FİLMİN EN DRAMATİK SAHNESİNDEN 7 DERS
BANA göre filmin en dramatik sahnesi, Hoover’ın Kennedy öldürüldüğü haberini aldığı anı gösteren sahne.
Çünkü tam o sırada Hoover, Başkan Kennedy’nin bir kadınla çok mahrem konuşmalarının teyp bandını dinlemektedir.
Ben siyasetçi olsam filmden şu dersleri çıkarırdım.
- HAYATİ ÖNEMDE İstihbarat bir devletin iç ve dış güvenliği için hayati derecede önemli bir faaliyettir. Ancak...
- HASSAS KARIN İstihbarat, sadece iktidarın değil, demokrasilerin de en hassas karnıdır.
- EN TEHLİKELİ SİLAH İktidarın elindeki en büyük güç istihbarattır. Ama iktidara çevrilecek en tehlikeli silah da istihbarattır.
Küçük bir örnek: Hoover’ın elinde, Başkan Roosevelt’in eşinin en mahrem mektupları ve ses tapeleri bile bulunmaktadır.
- MİSYON DUYGUSU İstihbaratçının en kontrolsüz olduğu durum, kendine özel bir misyon yüklediği dönemlerdir. Hoover herkesi komünist görüyordu.
Herkesi vatan haini, terörist, çeteci, hırsız veya darbeci görmek de böyle bir psikolojidir.
- SEÇİLMİŞ-ATANMIŞ Seçilmişler, atanmışlar tarafından yürütülen istihbarat çalışmalarını kesinlikle ve titizlikle kontrol etmeli, bunların kanundışı yollarla elde edilmesine, amaçları dışında kullanılmasına mani olmalıdır.
- GÖREV SÜRESİ İstihbarat birimlerinin başındaki insanlar, başarılı olsalar bile, bu görevlerde çok uzun süre kalmamalıdır.

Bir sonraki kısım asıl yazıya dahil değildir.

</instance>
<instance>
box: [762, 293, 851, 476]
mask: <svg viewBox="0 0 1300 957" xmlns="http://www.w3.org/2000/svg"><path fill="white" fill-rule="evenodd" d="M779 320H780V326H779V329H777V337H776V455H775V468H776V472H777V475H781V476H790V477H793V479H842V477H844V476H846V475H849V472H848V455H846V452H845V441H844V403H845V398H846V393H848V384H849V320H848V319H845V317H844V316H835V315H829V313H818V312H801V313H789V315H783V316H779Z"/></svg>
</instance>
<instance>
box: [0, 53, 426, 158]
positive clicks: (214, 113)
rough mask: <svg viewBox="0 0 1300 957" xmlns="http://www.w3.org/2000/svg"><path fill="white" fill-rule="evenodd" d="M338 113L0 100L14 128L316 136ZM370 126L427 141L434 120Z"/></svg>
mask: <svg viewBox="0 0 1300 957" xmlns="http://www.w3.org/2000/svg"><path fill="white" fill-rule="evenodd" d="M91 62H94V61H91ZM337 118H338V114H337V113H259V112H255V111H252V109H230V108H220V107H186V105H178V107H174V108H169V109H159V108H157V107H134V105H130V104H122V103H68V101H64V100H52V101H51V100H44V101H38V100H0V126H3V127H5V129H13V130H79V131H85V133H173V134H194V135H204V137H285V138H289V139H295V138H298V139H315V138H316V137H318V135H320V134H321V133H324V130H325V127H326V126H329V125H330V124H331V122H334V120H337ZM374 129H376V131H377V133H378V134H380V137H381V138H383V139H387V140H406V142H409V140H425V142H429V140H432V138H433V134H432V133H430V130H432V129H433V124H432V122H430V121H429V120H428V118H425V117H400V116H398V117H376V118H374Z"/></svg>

- ÖZEL ARŞİVLER Görev yapan kişilerin topladığı istihbarat malzemesini, özel arşivi haline getirmesi kesinlikle önlenmelidir.
- ÖZEL HAYAT İstihbaratçıların elindeki en tehlikeli silah, siyasetçilerin özel hayatları ile ilgili bilgiler.
- KİMİN DOSTUDUR Hiçbir istihbaratçı, hiçbir siyasetçinin sonsuza kadar dostu değildir. Bugün sana servis yapan, yarın başkasına da servis yapar.